PyO3 / pyo3

Rust bindings for the Python interpreter
https://pyo3.rs
Apache License 2.0
12.06k stars 744 forks source link

add pyclass `hash` option #4206

Closed Icxolu closed 4 months ago

Icxolu commented 4 months ago

For more dataclass like usage and similar to #4202, this adds a hash pyclass option to implement the __hash__ slot using the type's Hash implementation.

davidhewitt commented 4 months ago

Actually, one thought - should we make this only available with #[pyclass(frozen)]? Otherwise I can foresee accidents where users mutate data and corrupt their hash maps.

(If they really want a __hash__ on a mutable pyclass, they then just add it manually the old way.)

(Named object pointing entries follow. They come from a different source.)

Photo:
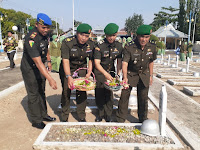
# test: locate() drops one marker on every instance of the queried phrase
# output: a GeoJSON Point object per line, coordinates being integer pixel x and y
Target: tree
{"type": "Point", "coordinates": [77, 23]}
{"type": "Point", "coordinates": [132, 23]}
{"type": "Point", "coordinates": [162, 16]}
{"type": "Point", "coordinates": [11, 18]}
{"type": "Point", "coordinates": [181, 16]}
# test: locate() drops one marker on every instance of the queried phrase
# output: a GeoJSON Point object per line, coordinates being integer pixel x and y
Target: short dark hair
{"type": "Point", "coordinates": [10, 32]}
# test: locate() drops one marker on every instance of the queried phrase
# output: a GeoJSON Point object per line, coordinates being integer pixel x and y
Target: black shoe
{"type": "Point", "coordinates": [40, 125]}
{"type": "Point", "coordinates": [48, 118]}
{"type": "Point", "coordinates": [108, 119]}
{"type": "Point", "coordinates": [64, 120]}
{"type": "Point", "coordinates": [82, 120]}
{"type": "Point", "coordinates": [98, 119]}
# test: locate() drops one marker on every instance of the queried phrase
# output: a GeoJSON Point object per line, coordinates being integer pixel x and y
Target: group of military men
{"type": "Point", "coordinates": [135, 60]}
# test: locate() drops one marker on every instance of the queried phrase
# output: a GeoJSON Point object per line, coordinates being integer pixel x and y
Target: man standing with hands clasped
{"type": "Point", "coordinates": [34, 71]}
{"type": "Point", "coordinates": [137, 68]}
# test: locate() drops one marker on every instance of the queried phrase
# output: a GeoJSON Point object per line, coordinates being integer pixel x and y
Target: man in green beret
{"type": "Point", "coordinates": [105, 54]}
{"type": "Point", "coordinates": [137, 68]}
{"type": "Point", "coordinates": [75, 51]}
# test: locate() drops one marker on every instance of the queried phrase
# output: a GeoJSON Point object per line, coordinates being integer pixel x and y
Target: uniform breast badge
{"type": "Point", "coordinates": [33, 35]}
{"type": "Point", "coordinates": [31, 42]}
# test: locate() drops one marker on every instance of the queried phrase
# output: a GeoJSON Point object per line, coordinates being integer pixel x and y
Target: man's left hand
{"type": "Point", "coordinates": [49, 66]}
{"type": "Point", "coordinates": [88, 75]}
{"type": "Point", "coordinates": [151, 80]}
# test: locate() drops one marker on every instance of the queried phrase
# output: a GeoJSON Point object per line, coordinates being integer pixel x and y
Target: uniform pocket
{"type": "Point", "coordinates": [74, 53]}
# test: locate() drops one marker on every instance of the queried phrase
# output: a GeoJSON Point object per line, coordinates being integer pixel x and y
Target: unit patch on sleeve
{"type": "Point", "coordinates": [31, 42]}
{"type": "Point", "coordinates": [33, 35]}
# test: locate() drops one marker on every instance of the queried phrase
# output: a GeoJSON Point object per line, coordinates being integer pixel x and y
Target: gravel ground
{"type": "Point", "coordinates": [102, 134]}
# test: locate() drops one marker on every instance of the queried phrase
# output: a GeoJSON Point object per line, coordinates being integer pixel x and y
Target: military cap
{"type": "Point", "coordinates": [43, 19]}
{"type": "Point", "coordinates": [111, 28]}
{"type": "Point", "coordinates": [144, 30]}
{"type": "Point", "coordinates": [30, 28]}
{"type": "Point", "coordinates": [84, 28]}
{"type": "Point", "coordinates": [10, 31]}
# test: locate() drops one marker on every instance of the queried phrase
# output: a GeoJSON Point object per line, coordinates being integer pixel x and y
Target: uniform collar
{"type": "Point", "coordinates": [39, 34]}
{"type": "Point", "coordinates": [137, 44]}
{"type": "Point", "coordinates": [78, 44]}
{"type": "Point", "coordinates": [109, 44]}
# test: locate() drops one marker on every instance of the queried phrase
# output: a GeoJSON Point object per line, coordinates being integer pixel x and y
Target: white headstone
{"type": "Point", "coordinates": [196, 74]}
{"type": "Point", "coordinates": [163, 110]}
{"type": "Point", "coordinates": [183, 70]}
{"type": "Point", "coordinates": [161, 58]}
{"type": "Point", "coordinates": [132, 100]}
{"type": "Point", "coordinates": [177, 58]}
{"type": "Point", "coordinates": [168, 60]}
{"type": "Point", "coordinates": [191, 55]}
{"type": "Point", "coordinates": [173, 66]}
{"type": "Point", "coordinates": [188, 64]}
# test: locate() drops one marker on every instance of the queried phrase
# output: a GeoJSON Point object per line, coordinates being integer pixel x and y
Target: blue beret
{"type": "Point", "coordinates": [43, 19]}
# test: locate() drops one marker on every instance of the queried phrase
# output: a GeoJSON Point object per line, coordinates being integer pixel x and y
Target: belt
{"type": "Point", "coordinates": [140, 71]}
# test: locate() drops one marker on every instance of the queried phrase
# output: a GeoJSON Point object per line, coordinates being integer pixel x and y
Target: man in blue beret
{"type": "Point", "coordinates": [105, 55]}
{"type": "Point", "coordinates": [34, 71]}
{"type": "Point", "coordinates": [137, 68]}
{"type": "Point", "coordinates": [76, 51]}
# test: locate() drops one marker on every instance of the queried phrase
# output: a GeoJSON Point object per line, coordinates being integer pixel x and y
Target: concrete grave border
{"type": "Point", "coordinates": [41, 145]}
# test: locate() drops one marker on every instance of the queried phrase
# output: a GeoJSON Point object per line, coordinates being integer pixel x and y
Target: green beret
{"type": "Point", "coordinates": [144, 30]}
{"type": "Point", "coordinates": [111, 28]}
{"type": "Point", "coordinates": [84, 28]}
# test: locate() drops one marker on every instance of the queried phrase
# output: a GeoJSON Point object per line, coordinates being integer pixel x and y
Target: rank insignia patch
{"type": "Point", "coordinates": [33, 35]}
{"type": "Point", "coordinates": [31, 42]}
{"type": "Point", "coordinates": [98, 49]}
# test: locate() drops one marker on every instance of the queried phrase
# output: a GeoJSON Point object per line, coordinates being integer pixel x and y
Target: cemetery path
{"type": "Point", "coordinates": [16, 130]}
{"type": "Point", "coordinates": [186, 112]}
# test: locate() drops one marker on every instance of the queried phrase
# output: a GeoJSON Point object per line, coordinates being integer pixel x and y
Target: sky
{"type": "Point", "coordinates": [97, 13]}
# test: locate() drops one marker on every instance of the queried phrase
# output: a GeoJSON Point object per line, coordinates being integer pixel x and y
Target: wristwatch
{"type": "Point", "coordinates": [67, 76]}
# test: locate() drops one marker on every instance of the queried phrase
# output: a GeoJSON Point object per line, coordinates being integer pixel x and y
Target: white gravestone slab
{"type": "Point", "coordinates": [188, 64]}
{"type": "Point", "coordinates": [168, 60]}
{"type": "Point", "coordinates": [163, 110]}
{"type": "Point", "coordinates": [177, 59]}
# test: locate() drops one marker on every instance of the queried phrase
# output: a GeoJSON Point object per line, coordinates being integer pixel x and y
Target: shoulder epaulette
{"type": "Point", "coordinates": [33, 35]}
{"type": "Point", "coordinates": [101, 42]}
{"type": "Point", "coordinates": [68, 39]}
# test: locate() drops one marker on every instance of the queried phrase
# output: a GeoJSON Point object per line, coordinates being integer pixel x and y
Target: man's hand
{"type": "Point", "coordinates": [70, 82]}
{"type": "Point", "coordinates": [88, 75]}
{"type": "Point", "coordinates": [151, 80]}
{"type": "Point", "coordinates": [125, 81]}
{"type": "Point", "coordinates": [108, 76]}
{"type": "Point", "coordinates": [49, 66]}
{"type": "Point", "coordinates": [53, 84]}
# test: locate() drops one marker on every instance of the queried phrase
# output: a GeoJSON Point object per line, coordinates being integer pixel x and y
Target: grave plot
{"type": "Point", "coordinates": [97, 136]}
{"type": "Point", "coordinates": [193, 91]}
{"type": "Point", "coordinates": [163, 70]}
{"type": "Point", "coordinates": [91, 105]}
{"type": "Point", "coordinates": [176, 75]}
{"type": "Point", "coordinates": [184, 82]}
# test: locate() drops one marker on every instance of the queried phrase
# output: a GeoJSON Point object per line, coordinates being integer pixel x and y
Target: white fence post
{"type": "Point", "coordinates": [163, 110]}
{"type": "Point", "coordinates": [177, 59]}
{"type": "Point", "coordinates": [168, 60]}
{"type": "Point", "coordinates": [188, 64]}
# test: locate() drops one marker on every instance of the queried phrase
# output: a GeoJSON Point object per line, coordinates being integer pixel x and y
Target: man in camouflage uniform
{"type": "Point", "coordinates": [137, 68]}
{"type": "Point", "coordinates": [10, 47]}
{"type": "Point", "coordinates": [34, 71]}
{"type": "Point", "coordinates": [104, 56]}
{"type": "Point", "coordinates": [74, 52]}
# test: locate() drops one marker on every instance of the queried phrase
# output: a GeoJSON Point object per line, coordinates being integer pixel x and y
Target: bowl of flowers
{"type": "Point", "coordinates": [82, 83]}
{"type": "Point", "coordinates": [114, 85]}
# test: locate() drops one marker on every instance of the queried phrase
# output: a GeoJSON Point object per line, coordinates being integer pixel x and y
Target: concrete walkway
{"type": "Point", "coordinates": [183, 113]}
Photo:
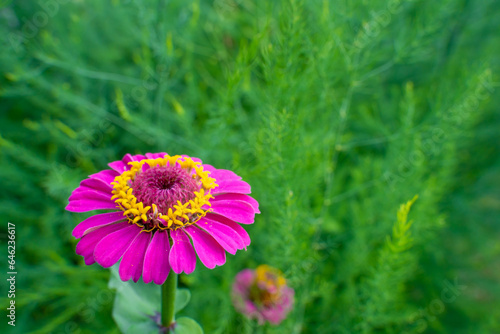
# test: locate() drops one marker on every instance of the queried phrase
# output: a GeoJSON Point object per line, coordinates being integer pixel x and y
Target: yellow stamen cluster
{"type": "Point", "coordinates": [269, 276]}
{"type": "Point", "coordinates": [181, 214]}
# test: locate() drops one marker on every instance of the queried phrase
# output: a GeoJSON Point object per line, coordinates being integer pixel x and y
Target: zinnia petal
{"type": "Point", "coordinates": [86, 245]}
{"type": "Point", "coordinates": [238, 197]}
{"type": "Point", "coordinates": [107, 175]}
{"type": "Point", "coordinates": [233, 225]}
{"type": "Point", "coordinates": [221, 174]}
{"type": "Point", "coordinates": [97, 184]}
{"type": "Point", "coordinates": [211, 254]}
{"type": "Point", "coordinates": [182, 256]}
{"type": "Point", "coordinates": [133, 259]}
{"type": "Point", "coordinates": [228, 238]}
{"type": "Point", "coordinates": [239, 211]}
{"type": "Point", "coordinates": [82, 194]}
{"type": "Point", "coordinates": [95, 222]}
{"type": "Point", "coordinates": [156, 264]}
{"type": "Point", "coordinates": [232, 186]}
{"type": "Point", "coordinates": [111, 248]}
{"type": "Point", "coordinates": [85, 205]}
{"type": "Point", "coordinates": [155, 155]}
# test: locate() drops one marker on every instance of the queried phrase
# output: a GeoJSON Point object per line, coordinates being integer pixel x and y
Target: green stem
{"type": "Point", "coordinates": [168, 290]}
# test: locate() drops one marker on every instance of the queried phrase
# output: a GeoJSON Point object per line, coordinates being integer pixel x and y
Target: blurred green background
{"type": "Point", "coordinates": [336, 112]}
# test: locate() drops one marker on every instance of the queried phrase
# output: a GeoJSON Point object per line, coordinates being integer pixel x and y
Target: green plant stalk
{"type": "Point", "coordinates": [168, 291]}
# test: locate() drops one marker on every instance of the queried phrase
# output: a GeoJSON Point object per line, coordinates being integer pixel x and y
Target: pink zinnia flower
{"type": "Point", "coordinates": [161, 206]}
{"type": "Point", "coordinates": [262, 294]}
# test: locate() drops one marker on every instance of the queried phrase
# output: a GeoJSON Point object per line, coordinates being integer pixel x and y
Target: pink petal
{"type": "Point", "coordinates": [82, 194]}
{"type": "Point", "coordinates": [182, 256]}
{"type": "Point", "coordinates": [138, 157]}
{"type": "Point", "coordinates": [192, 158]}
{"type": "Point", "coordinates": [107, 176]}
{"type": "Point", "coordinates": [110, 249]}
{"type": "Point", "coordinates": [156, 265]}
{"type": "Point", "coordinates": [92, 223]}
{"type": "Point", "coordinates": [221, 174]}
{"type": "Point", "coordinates": [228, 238]}
{"type": "Point", "coordinates": [133, 259]}
{"type": "Point", "coordinates": [238, 197]}
{"type": "Point", "coordinates": [155, 155]}
{"type": "Point", "coordinates": [97, 185]}
{"type": "Point", "coordinates": [86, 245]}
{"type": "Point", "coordinates": [118, 166]}
{"type": "Point", "coordinates": [89, 205]}
{"type": "Point", "coordinates": [235, 226]}
{"type": "Point", "coordinates": [211, 254]}
{"type": "Point", "coordinates": [239, 211]}
{"type": "Point", "coordinates": [231, 186]}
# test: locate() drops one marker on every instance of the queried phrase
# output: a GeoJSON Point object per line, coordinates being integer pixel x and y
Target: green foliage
{"type": "Point", "coordinates": [137, 305]}
{"type": "Point", "coordinates": [336, 112]}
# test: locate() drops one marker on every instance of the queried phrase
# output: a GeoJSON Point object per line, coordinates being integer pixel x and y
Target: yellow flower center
{"type": "Point", "coordinates": [183, 213]}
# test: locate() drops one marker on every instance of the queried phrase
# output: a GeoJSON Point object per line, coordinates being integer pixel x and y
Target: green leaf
{"type": "Point", "coordinates": [187, 325]}
{"type": "Point", "coordinates": [182, 297]}
{"type": "Point", "coordinates": [136, 304]}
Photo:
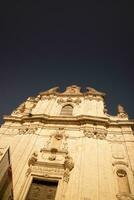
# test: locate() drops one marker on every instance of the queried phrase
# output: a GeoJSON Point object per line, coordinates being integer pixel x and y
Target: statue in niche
{"type": "Point", "coordinates": [56, 143]}
{"type": "Point", "coordinates": [121, 111]}
{"type": "Point", "coordinates": [68, 166]}
{"type": "Point", "coordinates": [33, 159]}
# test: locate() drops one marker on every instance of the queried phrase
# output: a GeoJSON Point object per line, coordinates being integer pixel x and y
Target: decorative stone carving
{"type": "Point", "coordinates": [95, 133]}
{"type": "Point", "coordinates": [31, 130]}
{"type": "Point", "coordinates": [125, 196]}
{"type": "Point", "coordinates": [56, 144]}
{"type": "Point", "coordinates": [68, 166]}
{"type": "Point", "coordinates": [26, 107]}
{"type": "Point", "coordinates": [117, 151]}
{"type": "Point", "coordinates": [74, 89]}
{"type": "Point", "coordinates": [33, 159]}
{"type": "Point", "coordinates": [69, 100]}
{"type": "Point", "coordinates": [121, 112]}
{"type": "Point", "coordinates": [89, 133]}
{"type": "Point", "coordinates": [26, 130]}
{"type": "Point", "coordinates": [23, 130]}
{"type": "Point", "coordinates": [94, 92]}
{"type": "Point", "coordinates": [48, 97]}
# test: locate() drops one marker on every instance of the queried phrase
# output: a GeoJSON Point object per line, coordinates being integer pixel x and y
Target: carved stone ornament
{"type": "Point", "coordinates": [125, 196]}
{"type": "Point", "coordinates": [96, 133]}
{"type": "Point", "coordinates": [94, 92]}
{"type": "Point", "coordinates": [23, 130]}
{"type": "Point", "coordinates": [121, 112]}
{"type": "Point", "coordinates": [69, 100]}
{"type": "Point", "coordinates": [68, 166]}
{"type": "Point", "coordinates": [74, 89]}
{"type": "Point", "coordinates": [33, 159]}
{"type": "Point", "coordinates": [26, 130]}
{"type": "Point", "coordinates": [26, 107]}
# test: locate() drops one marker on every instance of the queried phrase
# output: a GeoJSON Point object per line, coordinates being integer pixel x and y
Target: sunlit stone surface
{"type": "Point", "coordinates": [65, 145]}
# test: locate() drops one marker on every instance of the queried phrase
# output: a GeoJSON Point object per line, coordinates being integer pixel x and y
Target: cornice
{"type": "Point", "coordinates": [75, 120]}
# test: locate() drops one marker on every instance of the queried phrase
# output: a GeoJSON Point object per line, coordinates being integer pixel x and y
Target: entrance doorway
{"type": "Point", "coordinates": [42, 190]}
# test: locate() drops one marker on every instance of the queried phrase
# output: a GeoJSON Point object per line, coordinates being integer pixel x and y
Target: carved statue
{"type": "Point", "coordinates": [25, 107]}
{"type": "Point", "coordinates": [121, 111]}
{"type": "Point", "coordinates": [33, 159]}
{"type": "Point", "coordinates": [68, 166]}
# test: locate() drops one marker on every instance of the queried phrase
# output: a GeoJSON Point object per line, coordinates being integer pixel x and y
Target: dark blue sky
{"type": "Point", "coordinates": [48, 44]}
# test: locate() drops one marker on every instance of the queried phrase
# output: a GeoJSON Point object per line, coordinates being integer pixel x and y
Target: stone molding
{"type": "Point", "coordinates": [95, 133]}
{"type": "Point", "coordinates": [68, 100]}
{"type": "Point", "coordinates": [26, 130]}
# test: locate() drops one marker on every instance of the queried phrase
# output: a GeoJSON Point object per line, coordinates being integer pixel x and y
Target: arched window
{"type": "Point", "coordinates": [67, 110]}
{"type": "Point", "coordinates": [123, 183]}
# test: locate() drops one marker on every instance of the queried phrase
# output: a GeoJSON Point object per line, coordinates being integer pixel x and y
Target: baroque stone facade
{"type": "Point", "coordinates": [65, 146]}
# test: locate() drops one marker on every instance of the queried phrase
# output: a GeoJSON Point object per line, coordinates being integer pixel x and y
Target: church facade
{"type": "Point", "coordinates": [65, 146]}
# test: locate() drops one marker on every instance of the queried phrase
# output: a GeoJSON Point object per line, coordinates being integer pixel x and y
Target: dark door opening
{"type": "Point", "coordinates": [42, 190]}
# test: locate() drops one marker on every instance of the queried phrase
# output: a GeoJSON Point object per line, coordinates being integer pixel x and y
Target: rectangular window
{"type": "Point", "coordinates": [42, 190]}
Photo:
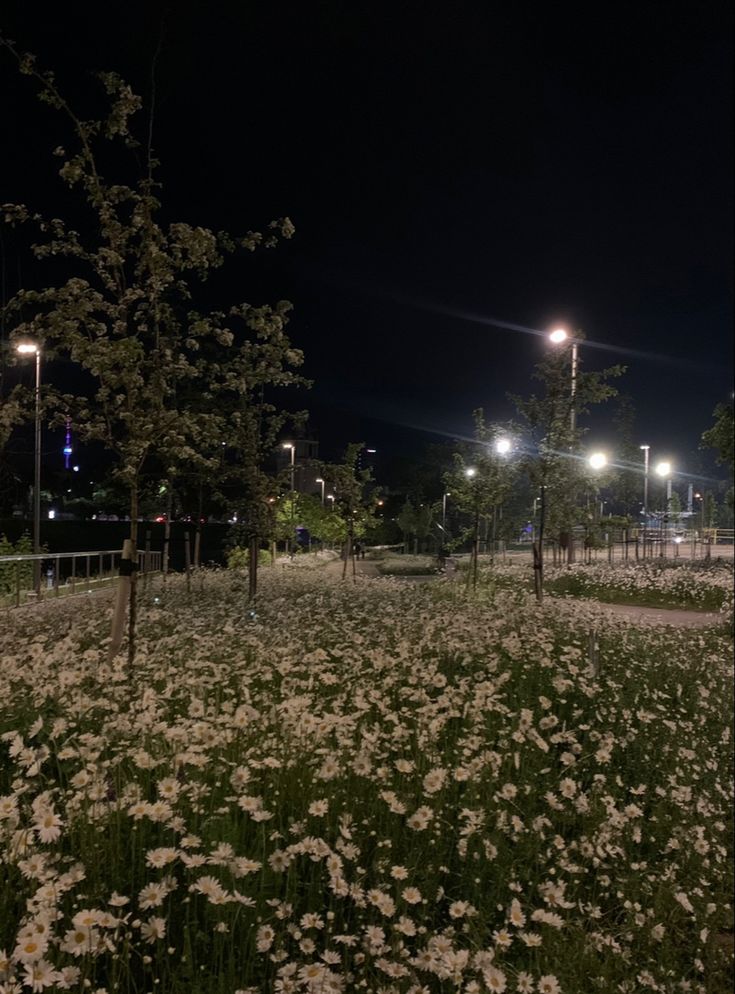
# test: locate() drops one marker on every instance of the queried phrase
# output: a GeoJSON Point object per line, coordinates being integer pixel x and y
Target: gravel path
{"type": "Point", "coordinates": [663, 616]}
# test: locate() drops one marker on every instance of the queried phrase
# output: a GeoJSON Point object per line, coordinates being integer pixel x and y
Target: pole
{"type": "Point", "coordinates": [293, 458]}
{"type": "Point", "coordinates": [575, 359]}
{"type": "Point", "coordinates": [37, 483]}
{"type": "Point", "coordinates": [121, 598]}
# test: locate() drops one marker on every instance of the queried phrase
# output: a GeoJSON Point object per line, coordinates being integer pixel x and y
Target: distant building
{"type": "Point", "coordinates": [305, 464]}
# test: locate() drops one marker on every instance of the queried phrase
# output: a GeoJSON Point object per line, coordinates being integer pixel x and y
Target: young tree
{"type": "Point", "coordinates": [482, 479]}
{"type": "Point", "coordinates": [354, 503]}
{"type": "Point", "coordinates": [121, 308]}
{"type": "Point", "coordinates": [721, 436]}
{"type": "Point", "coordinates": [626, 482]}
{"type": "Point", "coordinates": [406, 521]}
{"type": "Point", "coordinates": [553, 463]}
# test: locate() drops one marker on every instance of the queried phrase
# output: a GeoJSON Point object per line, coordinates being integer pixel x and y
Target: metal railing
{"type": "Point", "coordinates": [65, 573]}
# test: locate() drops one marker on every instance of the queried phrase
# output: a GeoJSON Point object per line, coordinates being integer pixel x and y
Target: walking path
{"type": "Point", "coordinates": [663, 616]}
{"type": "Point", "coordinates": [657, 616]}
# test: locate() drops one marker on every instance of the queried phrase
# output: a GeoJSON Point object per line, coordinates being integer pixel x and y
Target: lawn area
{"type": "Point", "coordinates": [369, 786]}
{"type": "Point", "coordinates": [693, 586]}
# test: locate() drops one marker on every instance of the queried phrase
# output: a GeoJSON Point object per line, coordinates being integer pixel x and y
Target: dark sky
{"type": "Point", "coordinates": [526, 163]}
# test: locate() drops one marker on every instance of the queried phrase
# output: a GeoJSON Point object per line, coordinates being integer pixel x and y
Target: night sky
{"type": "Point", "coordinates": [446, 166]}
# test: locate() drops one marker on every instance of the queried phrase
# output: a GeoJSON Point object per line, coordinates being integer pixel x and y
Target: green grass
{"type": "Point", "coordinates": [548, 750]}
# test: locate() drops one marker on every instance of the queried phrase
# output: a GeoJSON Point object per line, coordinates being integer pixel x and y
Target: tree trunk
{"type": "Point", "coordinates": [198, 534]}
{"type": "Point", "coordinates": [348, 554]}
{"type": "Point", "coordinates": [133, 616]}
{"type": "Point", "coordinates": [538, 551]}
{"type": "Point", "coordinates": [253, 568]}
{"type": "Point", "coordinates": [167, 528]}
{"type": "Point", "coordinates": [476, 550]}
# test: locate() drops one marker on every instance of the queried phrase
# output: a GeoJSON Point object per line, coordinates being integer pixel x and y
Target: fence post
{"type": "Point", "coordinates": [187, 558]}
{"type": "Point", "coordinates": [146, 559]}
{"type": "Point", "coordinates": [121, 596]}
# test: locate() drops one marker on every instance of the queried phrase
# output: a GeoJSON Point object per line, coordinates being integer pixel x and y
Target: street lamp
{"type": "Point", "coordinates": [31, 348]}
{"type": "Point", "coordinates": [645, 449]}
{"type": "Point", "coordinates": [663, 469]}
{"type": "Point", "coordinates": [558, 336]}
{"type": "Point", "coordinates": [292, 447]}
{"type": "Point", "coordinates": [444, 510]}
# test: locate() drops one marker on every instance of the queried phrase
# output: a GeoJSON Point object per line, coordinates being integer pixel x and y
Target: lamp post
{"type": "Point", "coordinates": [645, 449]}
{"type": "Point", "coordinates": [557, 337]}
{"type": "Point", "coordinates": [292, 447]}
{"type": "Point", "coordinates": [29, 348]}
{"type": "Point", "coordinates": [663, 469]}
{"type": "Point", "coordinates": [444, 511]}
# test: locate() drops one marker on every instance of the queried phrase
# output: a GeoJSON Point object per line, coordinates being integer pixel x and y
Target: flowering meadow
{"type": "Point", "coordinates": [365, 786]}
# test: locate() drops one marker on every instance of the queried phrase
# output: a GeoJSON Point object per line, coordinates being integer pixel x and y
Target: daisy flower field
{"type": "Point", "coordinates": [372, 786]}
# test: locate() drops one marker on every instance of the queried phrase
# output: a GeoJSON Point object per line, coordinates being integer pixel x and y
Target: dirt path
{"type": "Point", "coordinates": [663, 616]}
{"type": "Point", "coordinates": [362, 568]}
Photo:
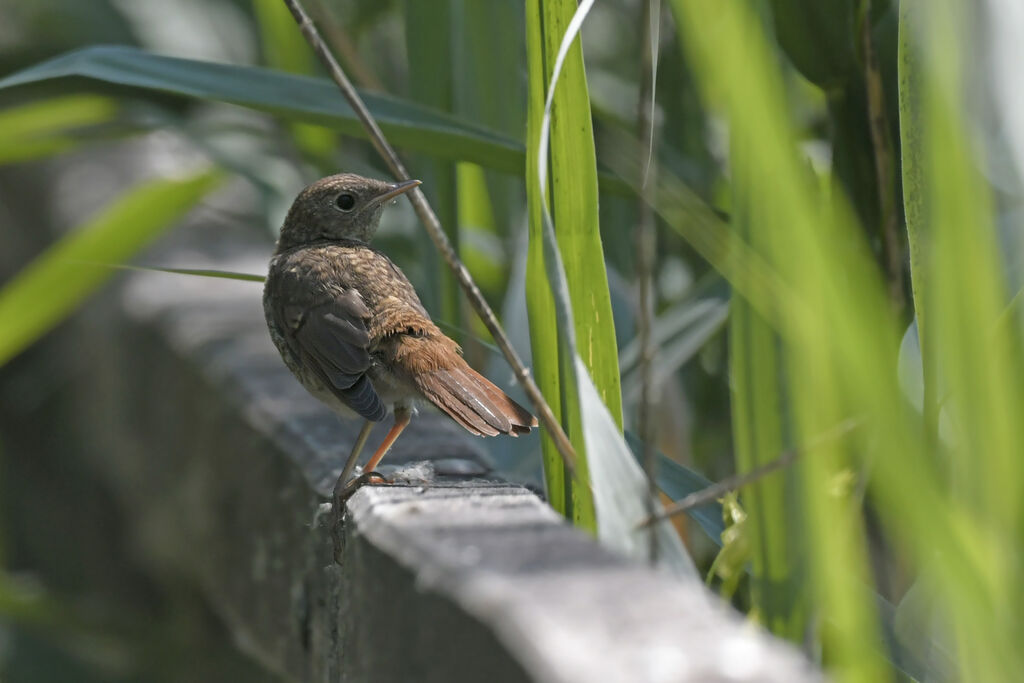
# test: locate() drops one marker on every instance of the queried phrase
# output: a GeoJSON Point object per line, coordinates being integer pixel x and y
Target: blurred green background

Icxolu commented 4 months ago

Actually, one thought - should we make this only available with #[pyclass(frozen)]? Otherwise I can foresee accidents where users mutate data and corrupt their hash maps.

Given that it can be implemented trivially if needed, I think that makes sense to take the safe route here đź‘Ť.

On that note, should we also require #[pyclass(eq)] (once we have that) or is that not needed?

davidhewitt commented 4 months ago

On that note, should we also require #[pyclass(eq)] (once we have that) or is that not needed?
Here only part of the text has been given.